When working with this definition, we will find that the description of whether or not a vehicle is totaled will revolve around its actual cash value (ACV).
For example, suppose we have a vehicle with an ACV of $80,000. A vehicle of this value would have to sustain a significant amount of damage before it is considered totaled. However, if we have a vehicle with an ACV of around $8,000, it would not take too much damage in order for the vehicle to be considered totaled.
What You can do if Your Car is Totaled
Insurance carriers are going to do everything they can to limit the amount of money they payout in a settlement. This means that they are notorious for undervaluing vehicles that they consider totaled. In Illinois, you do have the right to dispute an insurance company’s offer if you think that they have not assigned a proper appraisal value to your vehicle. You can almost always count on an insurance carrier offering you much less than your vehicle is actually worth, at least with their initial settlement offer.
If a vehicle is declared a total loss, then the insurance carrier should supply the vehicle owner with an appraisal report. If the vehicle owner disagrees with the appraisal value supplied by the insurance carrier, they will need to retain assistance from an independent auto appraiser who can conduct another appraisal. In these situations, the job of the car owner will be to show that their vehicle is worth more than what the insurance carrier is offering them.
In some insurance policies, we will find an “appraisal clause,” which means that if a person uses an independent appraiser and they receive an increase in their settlement offer, the insurance carrier is required to reimburse them for the cost of hiring the appraiser.

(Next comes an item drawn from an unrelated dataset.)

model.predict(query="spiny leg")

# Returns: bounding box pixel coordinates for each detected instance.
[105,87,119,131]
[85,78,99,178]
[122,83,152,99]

Will You Need a Lawyer to Help?
These cases can become incredibly complicated, particularly when dealing with aggressive insurance carriers. Often, property damage expenses for a vehicle are wrapped into a personal injury claim as a result of the vehicle accident. In these cases, an attorney will handle the injury claim as well as the property value claim as they negotiate with the insurance carrier to receive a fair settlement for their client. An experienced Chicago car accident attorney can use their resources and legal expertise to investigate the incident, properly determine liability, and secure full compensation for their client.